The thermal conditions restrict the communication time interval between the spacecraft and ground antenna on the Earth, so we need to be smart when planning the science operation and data downlink.

Space missions are always high-risk enterprises with feats that have never been attempted before. What do you consider the most critical phase of the mission that lies ahead?

Fujimoto:

The Mercury Magnetospheric Orbiter (MMO), built by ISAS.

Orbit insertion is always a heart-beating event. Once an orbiter mission is in orbit, you would normally hope that nothing very drastic would happen. However, in the case of MIO orbiting Mercury, the harsh thermal conditions mean that the science observations and data downlink need to be planned very carefully and continuously throughout the mission. Sometimes, most of the instruments will need to be turned-off and only the transponder left operating in order to stay within a safe temperature range. Communication time is also limited, so not all the data that has been obtained and stored in the instrument memory will be allowed to reach Earth. It is only through very careful planning that the precious data from this minimally explored planet will be available in our hands.
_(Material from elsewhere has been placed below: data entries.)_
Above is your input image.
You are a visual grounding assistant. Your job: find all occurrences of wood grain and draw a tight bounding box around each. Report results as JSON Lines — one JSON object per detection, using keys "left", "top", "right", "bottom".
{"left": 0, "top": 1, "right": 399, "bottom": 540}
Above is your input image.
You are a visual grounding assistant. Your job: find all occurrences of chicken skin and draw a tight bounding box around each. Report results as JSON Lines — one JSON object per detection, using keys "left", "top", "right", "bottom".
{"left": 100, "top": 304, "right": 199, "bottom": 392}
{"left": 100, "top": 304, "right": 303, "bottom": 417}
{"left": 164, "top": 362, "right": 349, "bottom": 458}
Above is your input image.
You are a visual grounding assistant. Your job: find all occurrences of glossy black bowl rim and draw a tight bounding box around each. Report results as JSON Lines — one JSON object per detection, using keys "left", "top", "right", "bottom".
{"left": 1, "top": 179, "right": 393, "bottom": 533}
It may sound dumb not to send all the data that our lovely instruments obtain, after all the effort in desigining, fabricating, sending and carefully operating them. We have to live with this and  be careful enough to grab the most critical data at the expense of less important. It’s life, you can’t always get what you want.

What are the challenges and advantages of the collaboration between ESA and JAXA?

Fujimoto:

People sometimes ask if the launch delay for BepiColombo was painful. My answer has been that BepiColombo is the kind of mission that JAXA cannot afford alone and the patience to see this mission to Mercury launched has been very rewarding.

The network established through BepiColombo has led to JAXA participating in ESA JUICE, the Jupiter Icy Moon Exploration Mission. This is another mission at the cutting edge of today’s science questions that JAXA alone cannot fly.

Will data from MIO be available for public access?

Fujimoto:

Yes. JAXA cares about collaborating with our international partners and scientific colleagues and we follow the world standard in this regard, to make collaborations easy.

How long is the mission life of MIO?

Murakami:

One year of nominal observations is planned, followed by an addition year for the extended mission. The amount of propellant for attitude control will limit the mission life of MIO. In addition, based on the calculation for MIO’s orbit, she will finally crash onto Mercury’s surface about 3.5 years after orbit insertion.